August 17th, 2016

In this lesson, students jump rope and write a description of what they observe about the forces on their bodies as they leave the ground and then return again. This lesson is a starting place to help students connect to their own lived experiences and does not require the use of the Playground Physics app.

## 2.1 — Jumping Rope – Part I

### App Features

The playground physics app is not used in this lesson.

### Expected Activity Time

• Total Activity Time: 45 minutes
• Introduction: 15 minutes
• Record a video: 15 minutes
• Discussion: 15 minutes

### Materials and Prep

• Jump ropes (one jump rope per group of students)
• Worksheet: Force: Jumping Rope – Part I

Activity

Introduction: 15 minutes

• Tell students that as a class you are going to start investigating the question “How can I describe the forces on my body when I jump rope with a friend?” Write the question on the board and ask students to share their initial ideas to this question. Add their ideas to the board as they share them.
• Provide students with the worksheet Force: Jumping Rope Part 1. Have students write their own definitions for each of the five vocabulary words. Let students know that it is okay if they do not already know the definitions of the words. If they are not sure of the definition encourage them to take a guess or make up a silly definition based on what the word sounds like.

Investigation: 15 minutes

• Provide a jump rope to each group of students. Allow students time to jump rope while thinking about the forces acting on their bodies while jumping rope and how they would describe those forces.
• Once students have had time to play and jump rope, have them write a description of the forces acting on their bodies while jumping rope along with any questions that they have. Students should include the vocabulary words in their writing even if they don’t use them correctly. Encourage students to be creative in their writing. Learning about force with Playground Physics is intended to be fun!

Discussion: 15 minutes

• Allow students to share their ideas about the forces acting on their bodies while jumping rope and how they described it with the class.
• Write the words “Parking Lot” on a large piece of chart paper and post it at the front of the room. This is a place the students can post questions about their investigations and their wonderings in physics as the class moves through the lessons. Give each group of students a post-it note and have them write one of the questions they had about forces while jumping rope on the post-it. End the lesson by having each group share their question and place it in the “Parking Lot.” As students answer their questions that are in the “Parking Lot,” the questions can be removed. As the class moves through the lessons and new questions arise, they can be posted in the “Parking Lot. “
• Teachers may want to collect and hold on to students’ worksheets, as they will revisit the writing they did in this lesson at the end of the unit.

### Worksheet Previews

Apps used
Duration: 40-60 mins
Prep: Easy
Tags: , ,

#### Big Idea

The purpose of this activity is to help students reflect on their lived experiences and prior ideas before diving into teaching physics concepts. The activity uses a common physical activity – jumping rope – to help students begin thinking about forces, pushes and pulls, and Newton’s Third Law of Motion.

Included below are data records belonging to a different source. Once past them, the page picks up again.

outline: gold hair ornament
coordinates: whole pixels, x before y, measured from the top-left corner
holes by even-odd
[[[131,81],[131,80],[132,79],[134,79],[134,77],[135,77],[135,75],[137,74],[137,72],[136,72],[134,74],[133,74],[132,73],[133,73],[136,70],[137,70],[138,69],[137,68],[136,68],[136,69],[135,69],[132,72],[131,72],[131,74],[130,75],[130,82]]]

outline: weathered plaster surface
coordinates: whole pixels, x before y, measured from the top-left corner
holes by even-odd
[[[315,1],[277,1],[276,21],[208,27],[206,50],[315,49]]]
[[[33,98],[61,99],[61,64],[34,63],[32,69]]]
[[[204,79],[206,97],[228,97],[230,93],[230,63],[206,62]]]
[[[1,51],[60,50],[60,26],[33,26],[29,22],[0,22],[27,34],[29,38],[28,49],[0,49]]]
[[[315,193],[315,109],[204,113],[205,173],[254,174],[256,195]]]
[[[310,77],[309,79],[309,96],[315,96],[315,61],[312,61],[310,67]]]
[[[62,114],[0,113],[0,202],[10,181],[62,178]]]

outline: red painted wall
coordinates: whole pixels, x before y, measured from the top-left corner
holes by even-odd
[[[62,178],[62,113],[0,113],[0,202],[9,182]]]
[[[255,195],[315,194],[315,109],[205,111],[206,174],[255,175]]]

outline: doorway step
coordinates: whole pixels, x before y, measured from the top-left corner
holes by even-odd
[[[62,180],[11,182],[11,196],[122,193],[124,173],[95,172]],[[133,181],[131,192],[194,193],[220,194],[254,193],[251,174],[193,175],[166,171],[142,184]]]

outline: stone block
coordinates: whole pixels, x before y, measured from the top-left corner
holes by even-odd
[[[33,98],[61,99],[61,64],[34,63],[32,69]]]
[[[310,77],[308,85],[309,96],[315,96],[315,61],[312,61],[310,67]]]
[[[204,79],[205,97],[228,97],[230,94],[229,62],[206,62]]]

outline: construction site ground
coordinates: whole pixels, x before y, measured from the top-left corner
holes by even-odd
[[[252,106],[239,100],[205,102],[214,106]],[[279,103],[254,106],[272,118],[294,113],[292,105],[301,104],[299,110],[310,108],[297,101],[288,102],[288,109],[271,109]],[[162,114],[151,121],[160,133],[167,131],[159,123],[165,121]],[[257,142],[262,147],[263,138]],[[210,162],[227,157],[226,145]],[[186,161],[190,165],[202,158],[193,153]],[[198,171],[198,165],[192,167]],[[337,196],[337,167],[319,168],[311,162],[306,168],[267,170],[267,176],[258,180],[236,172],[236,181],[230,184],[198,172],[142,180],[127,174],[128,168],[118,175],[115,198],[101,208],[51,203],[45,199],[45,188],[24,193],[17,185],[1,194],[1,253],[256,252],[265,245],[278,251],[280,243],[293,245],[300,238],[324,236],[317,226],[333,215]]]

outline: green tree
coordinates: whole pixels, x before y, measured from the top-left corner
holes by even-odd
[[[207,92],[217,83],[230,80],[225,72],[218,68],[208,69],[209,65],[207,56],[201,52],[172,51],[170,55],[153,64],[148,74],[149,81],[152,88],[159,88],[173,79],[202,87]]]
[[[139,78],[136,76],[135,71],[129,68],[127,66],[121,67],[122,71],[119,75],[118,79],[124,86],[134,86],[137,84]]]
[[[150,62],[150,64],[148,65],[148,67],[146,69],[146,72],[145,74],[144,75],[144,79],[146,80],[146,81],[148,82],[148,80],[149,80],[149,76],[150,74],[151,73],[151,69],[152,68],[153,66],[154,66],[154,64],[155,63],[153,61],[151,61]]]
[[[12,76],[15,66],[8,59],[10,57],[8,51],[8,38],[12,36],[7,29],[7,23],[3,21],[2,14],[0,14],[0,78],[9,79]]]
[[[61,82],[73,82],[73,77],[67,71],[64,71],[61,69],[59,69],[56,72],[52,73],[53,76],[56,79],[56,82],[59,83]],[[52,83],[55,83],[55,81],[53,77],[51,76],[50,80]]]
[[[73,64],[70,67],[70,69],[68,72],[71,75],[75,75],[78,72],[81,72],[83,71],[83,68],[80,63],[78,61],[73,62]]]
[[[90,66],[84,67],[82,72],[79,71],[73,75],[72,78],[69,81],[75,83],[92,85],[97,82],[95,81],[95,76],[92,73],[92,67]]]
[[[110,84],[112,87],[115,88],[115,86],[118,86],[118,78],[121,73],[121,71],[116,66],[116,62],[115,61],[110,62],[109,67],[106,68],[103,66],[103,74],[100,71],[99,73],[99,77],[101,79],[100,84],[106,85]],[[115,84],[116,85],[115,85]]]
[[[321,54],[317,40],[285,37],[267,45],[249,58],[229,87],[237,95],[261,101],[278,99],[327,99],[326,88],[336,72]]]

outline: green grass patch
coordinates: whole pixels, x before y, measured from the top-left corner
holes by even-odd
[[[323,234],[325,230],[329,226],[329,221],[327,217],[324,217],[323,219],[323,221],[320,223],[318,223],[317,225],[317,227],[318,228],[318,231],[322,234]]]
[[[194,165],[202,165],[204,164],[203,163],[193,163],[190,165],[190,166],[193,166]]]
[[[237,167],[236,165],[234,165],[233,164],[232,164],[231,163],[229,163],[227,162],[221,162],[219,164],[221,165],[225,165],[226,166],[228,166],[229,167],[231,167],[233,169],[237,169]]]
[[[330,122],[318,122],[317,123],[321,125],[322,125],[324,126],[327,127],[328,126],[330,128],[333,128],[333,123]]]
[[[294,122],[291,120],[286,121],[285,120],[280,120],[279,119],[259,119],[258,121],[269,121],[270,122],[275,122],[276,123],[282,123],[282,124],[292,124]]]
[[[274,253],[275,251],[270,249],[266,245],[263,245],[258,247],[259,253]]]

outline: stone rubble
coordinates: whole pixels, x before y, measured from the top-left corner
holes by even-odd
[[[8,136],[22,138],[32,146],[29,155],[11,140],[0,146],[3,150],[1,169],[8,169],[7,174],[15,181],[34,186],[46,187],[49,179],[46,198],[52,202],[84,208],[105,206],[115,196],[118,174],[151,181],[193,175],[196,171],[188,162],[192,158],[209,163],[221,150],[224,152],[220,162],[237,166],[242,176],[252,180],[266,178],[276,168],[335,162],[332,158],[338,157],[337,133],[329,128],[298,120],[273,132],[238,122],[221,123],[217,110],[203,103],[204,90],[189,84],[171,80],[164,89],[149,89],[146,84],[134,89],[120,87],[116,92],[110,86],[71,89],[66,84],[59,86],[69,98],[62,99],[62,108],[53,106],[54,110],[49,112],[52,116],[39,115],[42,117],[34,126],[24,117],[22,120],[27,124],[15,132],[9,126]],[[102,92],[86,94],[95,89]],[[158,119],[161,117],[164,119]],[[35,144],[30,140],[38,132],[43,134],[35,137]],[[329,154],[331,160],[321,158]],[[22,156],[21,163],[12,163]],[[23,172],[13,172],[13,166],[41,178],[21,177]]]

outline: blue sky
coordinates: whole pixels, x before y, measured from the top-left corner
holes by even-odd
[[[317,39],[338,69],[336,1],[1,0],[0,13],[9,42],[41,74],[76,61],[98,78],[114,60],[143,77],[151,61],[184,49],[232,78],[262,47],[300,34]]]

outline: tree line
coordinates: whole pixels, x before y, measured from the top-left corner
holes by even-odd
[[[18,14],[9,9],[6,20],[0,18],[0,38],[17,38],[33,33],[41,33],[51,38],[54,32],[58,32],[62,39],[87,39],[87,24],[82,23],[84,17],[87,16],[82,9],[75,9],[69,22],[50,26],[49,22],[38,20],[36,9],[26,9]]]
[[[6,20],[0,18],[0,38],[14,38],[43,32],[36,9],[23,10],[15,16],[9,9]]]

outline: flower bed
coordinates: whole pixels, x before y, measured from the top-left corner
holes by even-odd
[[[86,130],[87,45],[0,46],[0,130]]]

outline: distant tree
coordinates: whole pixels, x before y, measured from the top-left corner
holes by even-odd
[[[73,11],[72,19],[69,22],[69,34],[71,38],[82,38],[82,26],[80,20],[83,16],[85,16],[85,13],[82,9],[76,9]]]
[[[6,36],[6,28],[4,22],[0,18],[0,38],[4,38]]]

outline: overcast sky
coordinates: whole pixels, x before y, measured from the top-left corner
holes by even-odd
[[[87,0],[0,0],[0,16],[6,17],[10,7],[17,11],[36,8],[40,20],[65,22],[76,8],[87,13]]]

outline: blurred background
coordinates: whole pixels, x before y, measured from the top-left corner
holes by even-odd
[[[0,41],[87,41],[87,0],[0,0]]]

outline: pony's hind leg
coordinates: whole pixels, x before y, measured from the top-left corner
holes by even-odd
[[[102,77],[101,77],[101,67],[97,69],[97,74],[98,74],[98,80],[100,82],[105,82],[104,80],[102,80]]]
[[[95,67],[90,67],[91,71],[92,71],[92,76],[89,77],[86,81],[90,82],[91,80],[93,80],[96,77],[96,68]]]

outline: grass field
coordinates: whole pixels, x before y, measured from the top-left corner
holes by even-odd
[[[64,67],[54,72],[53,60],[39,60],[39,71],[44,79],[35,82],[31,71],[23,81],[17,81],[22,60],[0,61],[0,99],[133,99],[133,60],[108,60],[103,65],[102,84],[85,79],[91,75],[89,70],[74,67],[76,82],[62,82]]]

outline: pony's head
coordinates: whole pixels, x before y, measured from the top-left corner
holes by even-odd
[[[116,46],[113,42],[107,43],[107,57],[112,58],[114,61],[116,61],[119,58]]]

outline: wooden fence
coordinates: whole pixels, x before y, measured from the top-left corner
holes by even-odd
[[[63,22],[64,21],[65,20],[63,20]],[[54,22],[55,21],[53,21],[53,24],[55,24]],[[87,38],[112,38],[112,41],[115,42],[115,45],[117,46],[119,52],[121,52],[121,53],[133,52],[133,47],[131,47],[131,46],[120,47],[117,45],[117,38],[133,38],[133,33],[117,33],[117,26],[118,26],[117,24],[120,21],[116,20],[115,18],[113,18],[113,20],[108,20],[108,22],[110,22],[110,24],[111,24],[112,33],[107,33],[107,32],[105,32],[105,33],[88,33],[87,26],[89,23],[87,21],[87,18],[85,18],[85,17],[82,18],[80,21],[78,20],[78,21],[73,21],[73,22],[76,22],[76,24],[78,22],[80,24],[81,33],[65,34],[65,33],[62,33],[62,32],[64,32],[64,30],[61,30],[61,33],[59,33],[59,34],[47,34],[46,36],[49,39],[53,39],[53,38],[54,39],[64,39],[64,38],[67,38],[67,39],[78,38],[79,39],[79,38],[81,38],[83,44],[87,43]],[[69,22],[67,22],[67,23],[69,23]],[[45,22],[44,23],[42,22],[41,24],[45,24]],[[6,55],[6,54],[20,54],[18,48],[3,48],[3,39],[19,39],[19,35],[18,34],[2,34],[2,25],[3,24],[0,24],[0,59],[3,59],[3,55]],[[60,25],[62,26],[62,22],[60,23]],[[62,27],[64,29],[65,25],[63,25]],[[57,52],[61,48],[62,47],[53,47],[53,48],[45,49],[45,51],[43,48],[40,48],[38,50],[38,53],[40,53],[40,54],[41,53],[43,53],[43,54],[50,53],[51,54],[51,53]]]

The writing component of this lesson is designed as a formative assessment after covering the concepts of force, force pairs and Newton’s Third Law of Motion. Students should show an improvement in their description of these concepts at the end of the unit.

#### Learning Objectives

Students will be able to write a description of their observations of the forces after jumping rope.

NEXT GENERATION SCIENCE STANDARDS

Crosscutting Concepts: Patterns

Observed patterns in nature guide organization and classification, and prompt questions about relationships and causes underlying them.

Disciplinary Core Ideas

PS2.A: Forces and Motion

All positions of objects and the directions of forces and motions must be described in an arbitrarily chosen reference frame and arbitrarily chosen units of size. In order to share information with other people, these choices must also be shared.

COMMON CORE LEARNING STANDARDS

CCSS.ELA-LITERACY.WHST.6-8.2: Write informative/explanatory texts, including the narration of historical events, scientific procedures/ experiments, or technical processes.

CCSS.ELA-LITERACY.WHST.6-8.2.D: Use precise language and domain-specific vocabulary to inform about or explain the topic.

NEW YORK INTERMEDIATE SCIENCE STANDARDS

Standard 4: The Physical Setting

PS. 5.1a: The motion of an object is always judged with respect to some other object or point. The idea of absolute motion or rest is misleading.

#### Vocabulary

• Force is an interaction between objects that causes a change in the motion of an object.
• Newton’s Third Law of Motion explains that for every action, there is an equal and opposite reaction.
• Force pairs (push/pull) are the two objects whose forces are acting on one another in equal strength and opposite directions. These forces can be in the form of a push or a pull.